第29話 JCSCロードレース特別戦

 12月頭、JCSCロードレースの特別戦のため、フレンドリーパーク下総に来ていた。


 朝、来年入学する神崎高校の先輩になるであろう、現1年生の平良柊から電話があった。


「お前ひとりだと心配だから、一緒に行ってやりたかったんだけど、面倒臭くなったから気持ちだけにしとくわ」

「いや、それもう受け取るだけの気持ちも、微塵も残ってないですから!」


 神崎高校の先輩方は、みんな良識的で尊敬しているが、この柊だけは「おかん」みたいな存在だなと思っていた。面倒を見てくれたり、冬希の方が面倒を見てやったりしている。

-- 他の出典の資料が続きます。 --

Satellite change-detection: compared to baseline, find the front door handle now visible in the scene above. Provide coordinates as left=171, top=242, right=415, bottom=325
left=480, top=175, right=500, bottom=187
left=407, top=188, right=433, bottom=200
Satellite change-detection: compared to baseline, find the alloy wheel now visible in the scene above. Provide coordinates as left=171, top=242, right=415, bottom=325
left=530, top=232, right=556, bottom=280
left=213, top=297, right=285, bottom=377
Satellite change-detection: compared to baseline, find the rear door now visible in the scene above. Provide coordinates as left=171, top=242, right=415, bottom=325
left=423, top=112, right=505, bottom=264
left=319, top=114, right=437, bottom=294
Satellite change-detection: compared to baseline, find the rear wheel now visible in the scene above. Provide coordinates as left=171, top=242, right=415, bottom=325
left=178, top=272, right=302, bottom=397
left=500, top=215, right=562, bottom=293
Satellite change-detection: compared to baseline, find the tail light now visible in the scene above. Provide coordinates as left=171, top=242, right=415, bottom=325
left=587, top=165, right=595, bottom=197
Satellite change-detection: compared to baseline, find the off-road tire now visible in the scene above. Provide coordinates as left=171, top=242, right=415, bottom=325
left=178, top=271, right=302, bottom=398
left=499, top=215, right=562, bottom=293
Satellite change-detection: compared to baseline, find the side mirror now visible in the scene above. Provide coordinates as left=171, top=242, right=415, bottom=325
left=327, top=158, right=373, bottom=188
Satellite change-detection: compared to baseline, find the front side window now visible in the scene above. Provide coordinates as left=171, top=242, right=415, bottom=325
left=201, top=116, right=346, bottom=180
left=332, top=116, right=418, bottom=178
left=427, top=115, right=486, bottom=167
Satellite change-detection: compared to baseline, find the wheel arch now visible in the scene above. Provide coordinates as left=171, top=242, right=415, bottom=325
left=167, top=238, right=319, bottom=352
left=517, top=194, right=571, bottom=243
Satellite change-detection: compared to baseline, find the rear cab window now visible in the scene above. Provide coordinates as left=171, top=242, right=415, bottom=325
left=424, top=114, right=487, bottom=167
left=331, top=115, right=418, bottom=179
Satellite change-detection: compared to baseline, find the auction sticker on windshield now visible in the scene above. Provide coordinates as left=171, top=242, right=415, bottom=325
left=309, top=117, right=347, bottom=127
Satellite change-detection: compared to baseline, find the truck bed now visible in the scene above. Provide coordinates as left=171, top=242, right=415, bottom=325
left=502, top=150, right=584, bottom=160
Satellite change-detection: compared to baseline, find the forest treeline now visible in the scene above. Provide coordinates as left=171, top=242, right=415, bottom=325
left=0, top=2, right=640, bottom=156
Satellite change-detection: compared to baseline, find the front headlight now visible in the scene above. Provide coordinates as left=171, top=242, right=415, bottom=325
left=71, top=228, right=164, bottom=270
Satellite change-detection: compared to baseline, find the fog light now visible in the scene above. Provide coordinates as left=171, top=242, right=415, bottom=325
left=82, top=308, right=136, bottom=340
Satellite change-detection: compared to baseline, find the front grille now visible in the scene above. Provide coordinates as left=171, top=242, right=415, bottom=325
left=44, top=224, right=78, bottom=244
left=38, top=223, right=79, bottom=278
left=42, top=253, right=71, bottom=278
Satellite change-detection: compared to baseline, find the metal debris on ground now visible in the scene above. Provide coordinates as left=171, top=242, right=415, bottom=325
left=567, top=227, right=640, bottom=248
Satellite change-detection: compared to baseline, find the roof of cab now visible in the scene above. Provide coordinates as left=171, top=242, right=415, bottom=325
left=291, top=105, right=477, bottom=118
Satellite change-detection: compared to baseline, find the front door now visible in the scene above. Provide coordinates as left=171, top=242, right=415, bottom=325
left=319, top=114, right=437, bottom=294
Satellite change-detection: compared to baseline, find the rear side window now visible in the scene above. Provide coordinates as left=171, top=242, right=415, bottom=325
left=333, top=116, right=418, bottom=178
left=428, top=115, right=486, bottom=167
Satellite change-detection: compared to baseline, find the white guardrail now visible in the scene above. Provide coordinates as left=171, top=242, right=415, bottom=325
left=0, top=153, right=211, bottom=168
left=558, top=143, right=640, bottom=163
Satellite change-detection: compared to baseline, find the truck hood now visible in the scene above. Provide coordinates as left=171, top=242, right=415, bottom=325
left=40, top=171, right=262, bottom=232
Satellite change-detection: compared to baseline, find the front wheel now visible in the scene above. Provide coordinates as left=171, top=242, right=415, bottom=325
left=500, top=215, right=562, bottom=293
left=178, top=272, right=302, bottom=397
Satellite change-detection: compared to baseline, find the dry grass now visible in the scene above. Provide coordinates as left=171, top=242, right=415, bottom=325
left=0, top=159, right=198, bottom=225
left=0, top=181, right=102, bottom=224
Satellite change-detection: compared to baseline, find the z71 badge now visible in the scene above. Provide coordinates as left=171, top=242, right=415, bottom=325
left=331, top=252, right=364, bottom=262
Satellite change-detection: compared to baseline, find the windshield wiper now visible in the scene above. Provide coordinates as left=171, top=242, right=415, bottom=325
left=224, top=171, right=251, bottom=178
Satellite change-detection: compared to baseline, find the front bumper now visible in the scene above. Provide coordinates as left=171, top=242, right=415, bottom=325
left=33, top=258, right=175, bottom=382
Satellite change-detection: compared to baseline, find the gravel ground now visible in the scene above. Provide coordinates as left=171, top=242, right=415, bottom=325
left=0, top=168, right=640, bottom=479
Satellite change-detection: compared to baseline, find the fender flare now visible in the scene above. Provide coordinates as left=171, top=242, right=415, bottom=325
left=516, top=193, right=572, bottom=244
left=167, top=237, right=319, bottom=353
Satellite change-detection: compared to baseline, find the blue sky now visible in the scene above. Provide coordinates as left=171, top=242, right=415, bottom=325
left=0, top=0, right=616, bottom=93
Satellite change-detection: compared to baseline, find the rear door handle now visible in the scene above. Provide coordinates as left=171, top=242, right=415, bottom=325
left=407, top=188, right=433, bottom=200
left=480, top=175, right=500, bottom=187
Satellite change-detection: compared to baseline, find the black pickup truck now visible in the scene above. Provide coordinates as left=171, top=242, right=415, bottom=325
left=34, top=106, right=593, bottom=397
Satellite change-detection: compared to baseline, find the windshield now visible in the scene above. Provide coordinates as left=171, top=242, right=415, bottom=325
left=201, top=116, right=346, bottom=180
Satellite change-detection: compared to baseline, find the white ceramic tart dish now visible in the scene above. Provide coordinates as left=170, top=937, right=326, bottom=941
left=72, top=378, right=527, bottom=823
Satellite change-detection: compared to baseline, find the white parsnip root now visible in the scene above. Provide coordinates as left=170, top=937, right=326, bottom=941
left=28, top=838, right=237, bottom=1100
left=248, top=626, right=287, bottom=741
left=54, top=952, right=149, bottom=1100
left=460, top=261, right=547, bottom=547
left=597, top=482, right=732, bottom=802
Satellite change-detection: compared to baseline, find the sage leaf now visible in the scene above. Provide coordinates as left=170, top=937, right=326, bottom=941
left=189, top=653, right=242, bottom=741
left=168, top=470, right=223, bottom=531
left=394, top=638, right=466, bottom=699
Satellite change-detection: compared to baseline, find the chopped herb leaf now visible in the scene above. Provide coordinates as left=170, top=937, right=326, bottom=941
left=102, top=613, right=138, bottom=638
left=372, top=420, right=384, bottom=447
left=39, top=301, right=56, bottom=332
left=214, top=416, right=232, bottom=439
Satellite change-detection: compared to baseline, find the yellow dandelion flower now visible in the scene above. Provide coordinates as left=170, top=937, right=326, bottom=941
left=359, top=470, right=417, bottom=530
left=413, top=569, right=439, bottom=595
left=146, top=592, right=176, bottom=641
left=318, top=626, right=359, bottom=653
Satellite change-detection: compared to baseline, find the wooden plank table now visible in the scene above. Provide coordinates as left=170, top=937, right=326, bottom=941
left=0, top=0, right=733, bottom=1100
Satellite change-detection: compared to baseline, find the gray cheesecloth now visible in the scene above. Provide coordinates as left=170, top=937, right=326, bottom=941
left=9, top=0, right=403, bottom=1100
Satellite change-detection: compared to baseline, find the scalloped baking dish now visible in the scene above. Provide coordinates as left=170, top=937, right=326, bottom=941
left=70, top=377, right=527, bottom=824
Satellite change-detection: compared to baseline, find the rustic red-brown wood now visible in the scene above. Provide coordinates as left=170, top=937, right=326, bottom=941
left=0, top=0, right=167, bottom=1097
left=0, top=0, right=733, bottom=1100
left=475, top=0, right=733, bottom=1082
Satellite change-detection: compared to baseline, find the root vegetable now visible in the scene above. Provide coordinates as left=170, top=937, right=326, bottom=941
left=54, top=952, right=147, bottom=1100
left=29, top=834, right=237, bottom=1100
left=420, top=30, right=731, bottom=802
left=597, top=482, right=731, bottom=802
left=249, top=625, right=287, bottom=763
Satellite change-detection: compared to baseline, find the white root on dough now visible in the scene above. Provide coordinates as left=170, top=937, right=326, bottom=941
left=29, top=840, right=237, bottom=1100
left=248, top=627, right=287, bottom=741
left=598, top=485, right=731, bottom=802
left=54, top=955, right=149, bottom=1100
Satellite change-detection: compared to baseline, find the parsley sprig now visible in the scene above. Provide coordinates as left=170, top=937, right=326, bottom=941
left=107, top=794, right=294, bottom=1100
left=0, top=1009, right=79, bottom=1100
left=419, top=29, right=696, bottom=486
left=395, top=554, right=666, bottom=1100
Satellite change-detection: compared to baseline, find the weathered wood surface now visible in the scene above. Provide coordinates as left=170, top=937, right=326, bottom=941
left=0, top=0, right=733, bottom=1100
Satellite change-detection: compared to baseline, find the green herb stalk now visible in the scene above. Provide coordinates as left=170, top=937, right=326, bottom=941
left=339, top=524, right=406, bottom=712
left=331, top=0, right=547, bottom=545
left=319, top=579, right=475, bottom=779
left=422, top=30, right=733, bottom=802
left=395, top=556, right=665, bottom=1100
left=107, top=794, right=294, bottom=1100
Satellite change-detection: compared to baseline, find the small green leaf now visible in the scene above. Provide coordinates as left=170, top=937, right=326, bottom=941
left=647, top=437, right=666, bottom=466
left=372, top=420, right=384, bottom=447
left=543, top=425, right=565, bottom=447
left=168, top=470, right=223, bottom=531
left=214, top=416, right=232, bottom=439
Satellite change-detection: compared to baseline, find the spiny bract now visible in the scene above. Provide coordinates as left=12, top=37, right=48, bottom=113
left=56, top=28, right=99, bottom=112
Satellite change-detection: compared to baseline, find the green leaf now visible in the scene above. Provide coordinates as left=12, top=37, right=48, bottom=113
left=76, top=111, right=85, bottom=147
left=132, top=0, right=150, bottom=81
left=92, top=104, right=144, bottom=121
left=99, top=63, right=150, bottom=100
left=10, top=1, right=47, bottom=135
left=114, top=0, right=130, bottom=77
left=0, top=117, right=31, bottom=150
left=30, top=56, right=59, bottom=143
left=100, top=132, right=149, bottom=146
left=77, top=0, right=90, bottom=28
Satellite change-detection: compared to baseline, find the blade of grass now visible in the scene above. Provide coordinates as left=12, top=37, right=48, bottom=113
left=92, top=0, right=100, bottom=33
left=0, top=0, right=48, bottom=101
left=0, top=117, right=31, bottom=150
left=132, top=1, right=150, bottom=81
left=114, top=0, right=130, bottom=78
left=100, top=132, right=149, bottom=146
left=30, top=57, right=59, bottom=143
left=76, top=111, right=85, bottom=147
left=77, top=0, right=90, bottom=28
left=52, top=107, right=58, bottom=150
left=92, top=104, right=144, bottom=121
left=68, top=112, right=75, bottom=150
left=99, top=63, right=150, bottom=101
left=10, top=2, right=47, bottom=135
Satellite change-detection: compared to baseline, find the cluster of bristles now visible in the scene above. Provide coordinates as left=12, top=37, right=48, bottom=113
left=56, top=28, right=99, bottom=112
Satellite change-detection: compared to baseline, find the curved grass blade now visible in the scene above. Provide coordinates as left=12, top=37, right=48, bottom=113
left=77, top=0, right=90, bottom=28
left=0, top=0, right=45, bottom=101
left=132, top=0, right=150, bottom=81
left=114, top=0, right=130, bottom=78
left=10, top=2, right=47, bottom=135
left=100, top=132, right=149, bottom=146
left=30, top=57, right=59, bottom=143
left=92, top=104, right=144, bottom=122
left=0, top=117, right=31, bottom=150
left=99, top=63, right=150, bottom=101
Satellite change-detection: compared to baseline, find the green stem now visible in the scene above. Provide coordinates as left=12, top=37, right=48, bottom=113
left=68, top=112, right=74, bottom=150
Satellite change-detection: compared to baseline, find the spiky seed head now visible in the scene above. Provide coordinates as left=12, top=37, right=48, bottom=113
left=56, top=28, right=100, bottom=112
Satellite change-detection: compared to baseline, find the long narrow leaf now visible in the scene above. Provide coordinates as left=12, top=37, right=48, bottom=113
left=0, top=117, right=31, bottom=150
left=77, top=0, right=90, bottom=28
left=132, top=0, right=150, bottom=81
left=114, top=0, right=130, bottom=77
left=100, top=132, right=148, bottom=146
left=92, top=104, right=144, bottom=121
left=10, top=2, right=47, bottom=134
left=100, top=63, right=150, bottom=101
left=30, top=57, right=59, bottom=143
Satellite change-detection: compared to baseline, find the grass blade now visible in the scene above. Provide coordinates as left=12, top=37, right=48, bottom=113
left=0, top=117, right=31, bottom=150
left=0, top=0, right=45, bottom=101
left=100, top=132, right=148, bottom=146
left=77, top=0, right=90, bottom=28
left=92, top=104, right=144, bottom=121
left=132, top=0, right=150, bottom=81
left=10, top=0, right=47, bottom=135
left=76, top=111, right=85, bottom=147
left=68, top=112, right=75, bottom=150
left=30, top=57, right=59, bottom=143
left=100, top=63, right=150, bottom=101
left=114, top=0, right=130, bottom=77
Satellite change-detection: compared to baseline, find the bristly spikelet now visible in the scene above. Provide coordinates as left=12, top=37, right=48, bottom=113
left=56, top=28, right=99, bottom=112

 子供っぽい部分はあるが、先輩方の中では一番話しやすいし、よく電話もくれる。


 だが、柊の気持ちも理解できて、今朝は雨が降っていたようで、自宅からここまでずっと路面がぬれていたし、コースもまだ濡れていた。初のウェットでのレースだ。

 試走では無理しないように、時間をかけて心拍数を上げていった。


 出走者は20名。

 JCSCには、レベルごとに多くのカテゴリーが存在し、出場者が分散している。

 また、事前に会員登録が必要なのも、エントリーのハードルが高い理由なのかもしれない。

 冬希が出場するレースは、初級ロードレースだった。まだレース経験が3戦な冬希は、それ以上のカテゴリに参加する資格を持っていなかった。


 レースは、1.5kmのコースを10周。初級とはいえ、JCSCにエントリーする選手はある程度レベルが高く、同じ初心者カテゴリでもレベルは高かった。


 号砲とともにスタートする。今日は調子が良いようで、今までと違い、楽に先頭集団について行ける。

 雨のせいで、みんな慎重になっているのかもしれない。

 下り坂に入る前にアタックをかけて、先頭を引き離しにかかる。

 そんな指示は理事長や先輩方からも一切受けてなかったが、ただ単に、ツール・ド・フランスを見て一度やってみたかった。だが、すぐに吸収されてしまった。

 仕方がないので、そのまま集団の中で先頭交代に加わる。

 最初の3周で、集団は12人程度まで絞られていた。

 冬希も経験があるのでなんとなくわかった。ウォーミングアップでしっかり心拍数を上げていなければ、スタートして数周に心拍数がうまく上がらずに呼吸が苦しく、集団についていけないのだ。


 先頭交代が終わった後、前の方で集団に戻り、何度も集団を曳いている選手がいる。

 結構強力な曳きで、さらに集団の人数が絞られ、8名程度になる。

 残り2周ぐらいになると、前の方で先頭交代が回るようになり、冬希まで先頭交代が回ってこなくなった。楽なのは良いが、集団の前の方には行けない。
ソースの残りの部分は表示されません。